You’re quite welcome. I didn’t want this thread to bubble to the top, but I needed to make some corrections in what I thought of UCLA’s not harvesting E apps to the best of its ability, and thereby to prop up its E school and quant programs, so your post perhaps has given me an opportunity to make these corrections, so thank you too. The links I use are from the following links: HSSEAS Report and UCLA Enrollment 2018-2021 :
Total Apps E Apps % of E Apps
2018 113,755 26,195 23.0%
2019 111,321 25,804 23.2%
2020 108,870 24,039 22.1%
2021 139,463 30,821 22.1%
I used 2020’s more conservative % of those who applied to E programs in 2020 to come up with 2021’s estimation of E apps.
E Acc E Acc % E Enr E Yield
2018 2,987 11.4% 924 30.9%
2019 2,505 9.7% 772 30.8%
2020 2,640 11.0% 751 28.4%
2021 2,600 8.4% 728 28.0%
Acceptance rate went up in 2020 from 2019 because of COVID, but rate should go down in 2021, because of restrictive E enrollment.
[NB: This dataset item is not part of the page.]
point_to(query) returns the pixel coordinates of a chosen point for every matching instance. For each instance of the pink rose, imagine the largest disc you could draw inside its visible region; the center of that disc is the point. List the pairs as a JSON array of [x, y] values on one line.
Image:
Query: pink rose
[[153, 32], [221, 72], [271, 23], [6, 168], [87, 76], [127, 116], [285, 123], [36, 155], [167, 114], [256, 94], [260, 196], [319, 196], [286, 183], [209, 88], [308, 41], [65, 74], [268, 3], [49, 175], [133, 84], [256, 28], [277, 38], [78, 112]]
Number of E Applicants Discarded
E Apps E Acc. E Rej. %Apps Disc
2018 26,195 2,987 23,208 20.4%
2019 25,804 2,505 23,299 20.9%
2020 24,039 2,640 21,399 19.7%
2021 30,821 2,600 28,221 20.2%
I was considerably off in the number of wasted E applicants when I stated that ~ 32k of them were discarded without an alternate major. This shows that there are more like {edit:}21-23k {E applicants} who have been discarded without a chance to pick an alternate {in Letters and Science}. UCLA is probably the worst offender of all the UCs {in not harvesting top-tier applicants, by giving them a second or third choice major}. Because of this {an increasing higher % of E applicants don’t have any allegiance to UCLA, and that’s one of the reasons why the yield is low and may actually be decreasing, besides the competitive aspect between colleges for E students.}
That would seem to be how applying to the Ivies is; a student applying there can’t really have a favorite Ivy college because of a lack of guarantee of entry. So consequently, many who have UCLA as a “dream college” will for safety reasons pick majors like Applied Math or another of the ~ seven math majors, Stats, the new Data Theory major, Linguistics and CS, maybe Cognitive Science and do the Specialization in Computing, Math of Computation, or Computational and Systems Bio.